Recensie van Tim Donker
Een fantastiese titel alleen is niet genoeg. Het lange haar en de bril en het duffe ringbaardje alleen zijn niet genoeg. Een redelijk gedicht op het achterplat alleen is niet genoeg. Ik wil dit zo graag geweldig vinden. Ik wil dit zo graag briljant vinden. Maar dan zegt de Rob, zegt de Van Essen: “alles was geschreven en er daalde / een grote rust neer op de wereld // achter hun bureau vergingen de schrijvers / langzaam tot stof dat door achteloze voeten / van huisgenoten over vloeren werd verspreid / en later over straat // met de regens stroomde het / via roosters de riolen binnen / waar je soms nog ’s nachts / als je goed luistert niets kan horen”

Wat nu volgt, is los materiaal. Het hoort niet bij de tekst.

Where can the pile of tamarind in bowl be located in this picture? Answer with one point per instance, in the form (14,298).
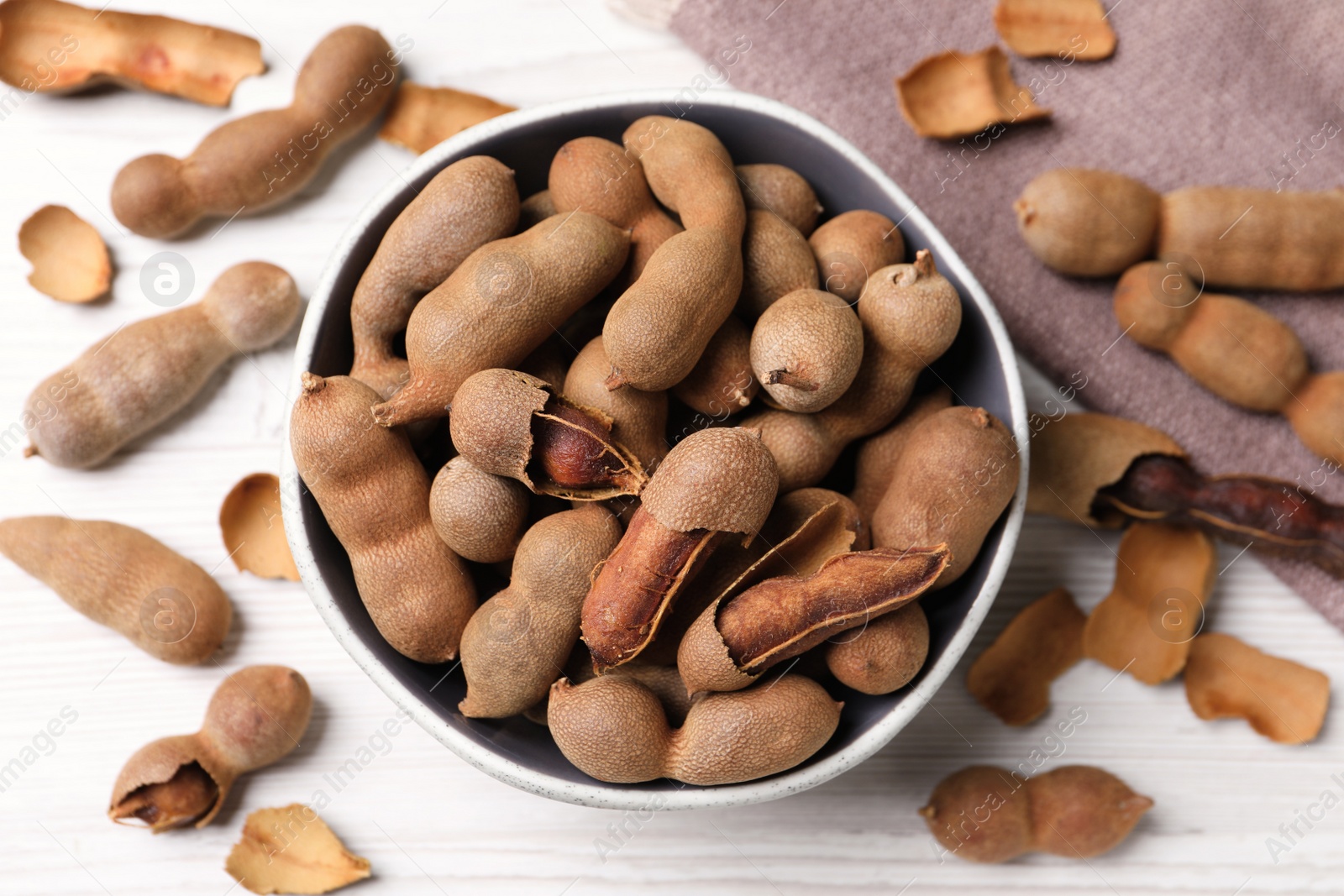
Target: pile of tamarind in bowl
(699,448)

en denk ik hum denk ik ach denk ik tsja.
Het is het openingsgedicht in Alleen de warme dagen waren echt (fantastiese titel) en ik denk hum & ach & tsja. Wat lees ik hier immers? De uiterste bagatellisering van (de waarde van) het schrijven. Denk ik. Klassiek is wat levenskrachtig is (zegt dingens) (wie?) (de hysterische uitgeverij geloof ik), maar hier vergaat alles tot stof, hier heeft uiteindelijk niets enige (houdbare) zeggingskracht. Alles is al gezegd, alles is al geschreven & het is verkruimeld en weggewaaid. Niets is er nog over. Waarom zou je een bundel hiermee openen? Waarom zou je als eerste een brevet van onvermogen afgeven, niet alleen voor jezelf maar voor alle schrijvers en dichters. Voor het geschreven woord. Als het alles geen (blijvend) belang heeft, waarom zou ik deze bundel dan eigenlijk nog lezen? Zelfs voor wie goed luistert heeft het niets te zeggen toch? Of moet ik “goed” cursiveren: als je goed luistert kun je niets horen, luister eens een beetje slechter, lees met je slechte oog, probeer niet zo fanatiek het allemaal te verstaan? Of is dit een of andere vorm van zelfspot wellicht, alle humor begint met zelfspot zei ik ooit tegen, ja tegen wie ook alweer?, maar ook zelfspot kun je te ver drijven misschien (alles kun je te ver drijven misschien) (en misschien is die Van Essen daar juist op uit: alles te ver drijven). Of neen, juist het tegenovergestelde allicht: de opgestoken middelvinger naar alle andere schrijvers: alleen hun woorden zijn zo vergankelijk. Maar als je pretendeert solidere woordbouwsels te kunnen creëren dan alle anderen, moet je wel met een hele goede bundel afkomen en is dit Alles was geschreven geen brevet van onvermogen maar daarentegen juist een onhaalbaar hoge lat. Of neen het tegenovergestelde juist: ook literatuur moeten we als louter vermaak, als wegwerpproduct gaan zien.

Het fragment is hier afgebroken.